The SciPy maintainers have discussed the inclusion of automatic differentiation capabilities several times in recent years, but the conclusion has been that this need is currently fulfilled by existing libraries such as JAX (\url{https://github.com/google/jax}), a Google research project. JAX can automatically perform AD on generic Python and NumPy code with minimal modifications, so it cooperates well with SciPy. Users who need AD capabilities with a more permissive license can use Autograd (\url{https://github.com/HIPS/autograd}), a core component of JAX, and ad (\url{https://pythonhosted.org/ad/}).
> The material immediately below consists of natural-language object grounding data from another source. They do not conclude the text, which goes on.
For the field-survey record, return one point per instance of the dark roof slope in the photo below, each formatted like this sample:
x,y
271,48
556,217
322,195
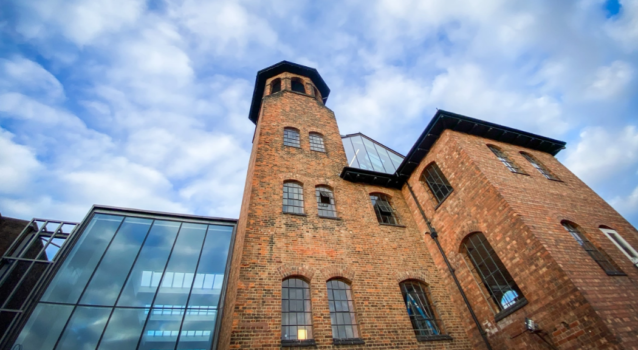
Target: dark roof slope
x,y
276,69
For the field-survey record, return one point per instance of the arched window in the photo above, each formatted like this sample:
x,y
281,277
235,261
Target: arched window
x,y
316,142
539,166
275,86
383,208
496,279
505,160
598,256
297,85
293,197
296,312
418,307
437,182
326,202
342,315
291,137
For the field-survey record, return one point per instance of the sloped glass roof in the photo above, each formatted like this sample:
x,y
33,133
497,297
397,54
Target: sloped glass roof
x,y
365,153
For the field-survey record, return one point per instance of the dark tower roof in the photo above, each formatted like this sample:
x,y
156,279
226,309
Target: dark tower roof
x,y
276,69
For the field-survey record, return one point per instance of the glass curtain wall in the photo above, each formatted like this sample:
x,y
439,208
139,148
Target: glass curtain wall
x,y
134,283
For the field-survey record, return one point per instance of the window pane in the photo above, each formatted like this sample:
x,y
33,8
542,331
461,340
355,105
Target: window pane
x,y
77,268
149,267
107,282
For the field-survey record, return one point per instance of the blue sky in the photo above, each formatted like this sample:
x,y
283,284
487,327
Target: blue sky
x,y
144,104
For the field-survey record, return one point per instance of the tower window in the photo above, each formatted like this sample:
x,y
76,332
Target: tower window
x,y
342,316
505,160
297,85
496,279
598,256
275,86
293,197
325,202
383,209
437,183
291,137
539,166
296,313
418,307
316,142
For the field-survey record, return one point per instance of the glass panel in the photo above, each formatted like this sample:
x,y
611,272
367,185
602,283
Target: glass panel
x,y
106,284
183,260
70,280
44,327
144,279
124,329
84,328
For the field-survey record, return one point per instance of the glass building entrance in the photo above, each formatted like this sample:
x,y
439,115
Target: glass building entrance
x,y
135,282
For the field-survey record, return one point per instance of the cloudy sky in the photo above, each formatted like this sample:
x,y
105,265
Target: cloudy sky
x,y
144,104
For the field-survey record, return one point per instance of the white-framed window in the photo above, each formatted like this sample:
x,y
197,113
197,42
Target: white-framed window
x,y
620,242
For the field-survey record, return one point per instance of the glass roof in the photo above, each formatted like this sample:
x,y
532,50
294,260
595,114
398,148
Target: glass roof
x,y
365,153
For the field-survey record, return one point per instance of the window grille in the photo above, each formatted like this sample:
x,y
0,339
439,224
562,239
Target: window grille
x,y
316,142
505,160
494,275
418,307
326,202
437,183
383,209
296,313
539,166
342,315
293,198
291,137
595,254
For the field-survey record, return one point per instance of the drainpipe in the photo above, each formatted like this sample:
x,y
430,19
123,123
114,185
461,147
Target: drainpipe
x,y
434,235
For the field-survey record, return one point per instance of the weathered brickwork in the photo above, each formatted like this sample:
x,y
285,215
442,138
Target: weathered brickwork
x,y
272,245
577,305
However, the latter packages are no longer actively maintained, so we will continue to evaluate the demand to add their capabilities -- and our ability to maintain them -- as part of SciPy.

At the SciPy 1.0 release point, support for heterogeneous computation was explicitly out of scope, but we have since added to the roadmap our intention to support distributed and GPU arrays. NumPy is changing its API such that many parts of SciPy will be able to accept any array that implements the \texttt{ndarray} interface; support for parts that don't immediately work well with distributed/GPU arrays will be added over time. For instance, SciPy 1.4 will feature a backend system in \texttt{scipy.fft} that allows calling SciPy functions on GPU and even multi-GPU systems via CuPy and Dask. This will be extended to most other subpackages in subsequent releases, with \texttt{linalg} and \texttt{special} high on the list. There are not immediate plans to tailor algorithms for distributed or GPU arrays, but in the meantime SciPy provides a reference implementation of algorithms and an API on which downstream libraries can model their code.